Jonathan Nkurunziza, Fredrick Kateera, Théoneste Nkurunziza, Julia Coit, Bethany Hedt-Gauthier, Teena Cherian, Laban Bikorimana, Grace Umutesi, Robert Riviello
Healthcare provider perceptions of surgical antibiotic prophylaxis prescribing practices for cesarean deliveries at a Rwandan district hospital: A qualitative study
Background: Global health is faced by two critical interrelated antibiotic challenges: rising incidence of surgical site infections as access to surgical care increases, and a rapid rise in antibiotic resistance. World Health Organization guidelines state that antibiotic prophylaxis for a caesarean section (C-section) should be administered within two hours prior to the first incision. Adherence to antibiotic prophylaxis is one of the factors consistently shown to affect postoperative infection rates; however, there is evidence of major deviations in antibiotic prescribing during C-section care worldwide.
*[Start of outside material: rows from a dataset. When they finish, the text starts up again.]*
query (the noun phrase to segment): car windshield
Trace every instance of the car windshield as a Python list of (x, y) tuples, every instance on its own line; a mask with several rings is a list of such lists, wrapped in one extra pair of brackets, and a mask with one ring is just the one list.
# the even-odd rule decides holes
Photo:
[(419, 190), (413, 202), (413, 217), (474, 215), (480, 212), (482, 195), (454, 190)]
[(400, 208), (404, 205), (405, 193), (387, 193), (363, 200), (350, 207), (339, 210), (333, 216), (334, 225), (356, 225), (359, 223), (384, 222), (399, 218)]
Objective: This qualitative study aims to better understand the rationale behind surgical antibiotic prophylaxis prescribing practices for women undergoing C-sections at Kirehe District Hospital, including antibiotic choice, timing and duration of administration.
Methods: We conducted semi-structured interviews in Kinyarwanda, French, or English with healthcare providers involved in the provision of C-section care at the district hospital, including physicians (n=14), nurses (n=8), midwives (n=12) and anesthesia technicians (n=4). Interviews were recorded, transcribed verbatim, and translated into English, followed by a thematic analysis to identify emerging themes.
Results: Three key themes were identified concerning deviations from national and international surgical antibiotic prophylaxis guidelines at this Rwandan hospital. First, antibiotic prophylaxis prescription decisions stemmed from a desire to compensate for hygiene-related infection risks. A second theme was the adaptive nature of prescription practices amidst guideline uncertainty based on a local gynecologist encouraging over-prescription. A third theme concerned systems-based barriers to timely and appropriate pre-operative antibiotic administration, including diffusion of antibiotic administration responsibility.
Discussion: This study provides evidence that opinion leaders, while potential targets for cultivation of an antibiotic stewardship champion, may also perpetuate over-prescription amidst concerns of hygiene-related infection risks. Interventions must acknowledge the role of collective sense-making in the iterative negotiation of context-appropriate hospital prescription practices, facilitating active involvement of all prescribers in protocol and workflow development.